Network Discovery
Get full infrastructure visibility across segmented, hybrid environments
Key takeawaysThis key takeaway was generated through LLMs crawling the page and coming up with an overview of the content.The article describes Network Discovery, an add-on to BlueCat Integrity’s DDI platform that delivers secure, segment-safe infrastructure visibility across distributed, virtualized, and hybrid environments. It addresses the real-world problem of fragmented networks and discovery blind spots caused by centralized scanning and limited protocol coverage by using localized BDDS probes, multi-method data collection (SNMP, ICMP, SSH, vendor APIs), VMware hypervisor support, and a controlled reconciliation process. The result is more accurate, authoritative IPAM data that reduces operational risk, strengthens security posture, and improves automation and IT service management outcomes.
How does Network Discovery avoid creating additional firewall risk while discovering assets across segmented networks?
Network Discovery uses localized probes embedded in BlueCat DNS/DHCP Servers (BDDSes) that operate within each network segment. Because probes run inside the segment, they collect device and configuration data locally rather than relying on centralized scanning that requires broad firewall exceptions. Findings are then securely published to Integrity for centralized review and reconciliation, preserving segmentation and minimizing exposure while still enabling complete asset visibility.
What discovery methods does Network Discovery use to build richer asset intelligence than legacy tools?
Network Discovery employs a multi-method approach including SNMP polling, ICMP scanning, SSH access, and vendor-specific APIs to gather information. This layered methodology captures both device presence and deeper configuration and operational attributes—such as roles, versions, and metadata—providing context that single-protocol scanners typically miss. VMware hypervisor API integration further extends this capability into virtualized estates, revealing relationships between physical and virtual infrastructure.
How does the reconciliation process ensure the IPAM remains accurate and trustworthy?
Discovered items are routed through a controlled reconciliation engine where operators can validate, accept, or ignore findings before they are written into BlueCat Address Manager. This human-in-the-loop validation prevents duplication, stale records, and unauthorized updates, ensuring the IPAM remains a clean, authoritative source of truth. By enforcing operator oversight and controlled updates, organizations can rely on accurate discovery data to support automation, IT service management, and security operations.
The solution: Network Discovery
Network Discovery, an add-on to Integrity, BlueCat’s DNS, DHCP, and IP address management (together known as DDI) solution for enterprises, delivers a modern approach to network infrastructure visibility. Using localized probes in BlueCat DNS/DHCP Servers (BDDSes) that operate within each network segment, it eliminates the need for risky firewall exceptions or centralized scanning architectures.
Network Discovery gathers device and configuration data via SNMP, ICMP scanning, SSH access, and vendor APIs, providing a richer and more accurate representation of the environment than legacy discovery tools. VMware support enables visibility into virtualized estates, while a reconciliation process ensures that only validated and authorized data is written into BlueCat Address Manager, Integrity’s IP address management (IPAM) tool.

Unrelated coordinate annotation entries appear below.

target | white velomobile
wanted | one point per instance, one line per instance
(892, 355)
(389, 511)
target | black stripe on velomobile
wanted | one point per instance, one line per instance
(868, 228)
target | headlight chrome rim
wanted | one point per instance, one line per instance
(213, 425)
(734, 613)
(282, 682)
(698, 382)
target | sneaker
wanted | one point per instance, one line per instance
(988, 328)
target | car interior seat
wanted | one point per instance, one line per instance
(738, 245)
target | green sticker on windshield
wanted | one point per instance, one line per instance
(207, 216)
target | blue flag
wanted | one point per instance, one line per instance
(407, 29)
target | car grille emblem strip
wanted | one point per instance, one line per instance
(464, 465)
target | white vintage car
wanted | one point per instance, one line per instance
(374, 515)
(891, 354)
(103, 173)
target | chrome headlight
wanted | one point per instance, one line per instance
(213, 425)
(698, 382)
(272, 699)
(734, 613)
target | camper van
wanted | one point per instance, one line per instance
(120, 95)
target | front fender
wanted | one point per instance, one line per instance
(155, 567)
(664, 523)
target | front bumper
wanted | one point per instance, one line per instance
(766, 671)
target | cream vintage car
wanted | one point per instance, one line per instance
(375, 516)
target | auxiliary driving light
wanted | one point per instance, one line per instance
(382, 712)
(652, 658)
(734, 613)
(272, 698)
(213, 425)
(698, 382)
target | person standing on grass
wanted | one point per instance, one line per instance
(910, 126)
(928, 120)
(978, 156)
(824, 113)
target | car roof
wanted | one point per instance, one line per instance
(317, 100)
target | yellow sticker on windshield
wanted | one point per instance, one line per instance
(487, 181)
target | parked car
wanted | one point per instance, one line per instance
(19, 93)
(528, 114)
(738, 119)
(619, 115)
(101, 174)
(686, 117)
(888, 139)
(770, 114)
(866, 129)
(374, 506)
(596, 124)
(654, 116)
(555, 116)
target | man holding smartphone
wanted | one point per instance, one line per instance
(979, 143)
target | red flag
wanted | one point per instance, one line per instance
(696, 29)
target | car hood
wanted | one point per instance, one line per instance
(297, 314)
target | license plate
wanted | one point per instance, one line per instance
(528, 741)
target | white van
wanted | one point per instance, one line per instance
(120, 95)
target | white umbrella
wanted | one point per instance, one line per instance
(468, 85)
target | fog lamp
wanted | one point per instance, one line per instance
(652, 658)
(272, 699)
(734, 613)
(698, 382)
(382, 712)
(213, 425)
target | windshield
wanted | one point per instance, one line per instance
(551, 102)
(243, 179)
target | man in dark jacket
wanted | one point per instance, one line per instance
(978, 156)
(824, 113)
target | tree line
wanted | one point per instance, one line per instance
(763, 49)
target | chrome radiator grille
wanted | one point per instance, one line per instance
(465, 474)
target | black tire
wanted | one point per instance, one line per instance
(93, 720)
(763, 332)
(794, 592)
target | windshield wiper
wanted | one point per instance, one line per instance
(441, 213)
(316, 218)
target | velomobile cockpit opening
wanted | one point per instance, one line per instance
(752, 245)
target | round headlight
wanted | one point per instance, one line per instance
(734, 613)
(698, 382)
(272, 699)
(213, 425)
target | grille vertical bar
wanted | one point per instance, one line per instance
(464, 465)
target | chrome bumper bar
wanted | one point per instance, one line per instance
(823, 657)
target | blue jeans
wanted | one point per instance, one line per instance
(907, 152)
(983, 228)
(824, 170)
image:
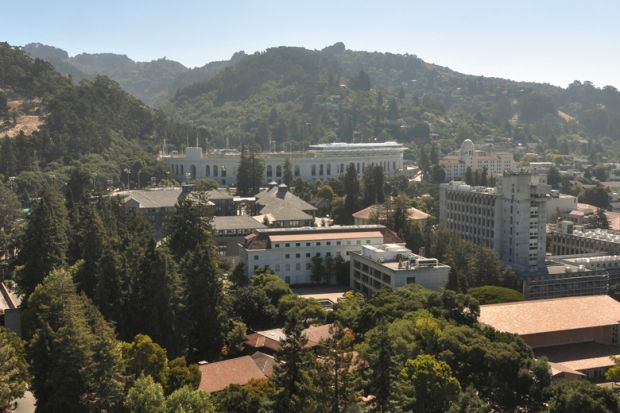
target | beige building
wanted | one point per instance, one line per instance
(455, 165)
(577, 334)
(393, 266)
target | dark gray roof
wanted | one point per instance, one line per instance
(236, 222)
(278, 196)
(218, 194)
(153, 198)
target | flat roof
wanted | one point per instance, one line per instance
(325, 236)
(580, 356)
(548, 315)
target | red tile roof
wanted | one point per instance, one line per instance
(240, 370)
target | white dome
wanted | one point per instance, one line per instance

With controlled reconciliation and multi-method discovery, Network Discovery enables teams to maintain a current, authoritative view of their network, supporting improved security, automation, and IT service management practices.
Features
Per-network BDDS probe
Each BDDS acts as a localized discovery probe, operating within its own network segment to collect device and configuration details without requiring broad firewall access. This approach preserves segmentation, reduces exposure, and enables accurate discovery in distributed or restricted environments. Probes publish findings securely to Integrity for centralized review, ensuring teams maintain visibility without compromising security architecture.
VMware Hypervisor discovery
Support for VMware environments delivers visibility into virtualized network components, including hosts, virtual switches, and associated metadata. By integrating API-based discovery with traditional methods, Network Discovery helps teams understand relationships between physical and virtual infrastructure. This capability improves accuracy in environments where virtualization abstracts devices that traditional scanning often overlooks.
Controlled reconciliation
A reconciliation engine allows teams to validate, accept, or ignore discovered items before they become authoritative records. This controlled process prevents duplication, stale entries, and ungoverned updates to IPAM. With operator oversight, organizations maintain a clean and trustworthy source of truth that supports automation, IT service management processes, and security operations.
Multi-method discovery
Network Discovery gathers information via SNMP, ICMP scanning, SSH access, and vendor-specific APIs, allowing it to capture both high-level device presence and deeper configuration attributes. This multi-layered approach overcomes limitations of single-protocol tools and provides more complete insight into device roles, versions, and operational states. The result is a richer and more actionable asset inventory across hybrid environments.
BlueCat’s Intelligent Network Operations (NetOps)
BlueCat’s Intelligent NetOps solutions provide the analytics and intelligence needed to enable, optimize, and secure the network to achieve business goals. With an Intelligent NetOps suite, organizations can more easily change and modernize the network as business requirements demand.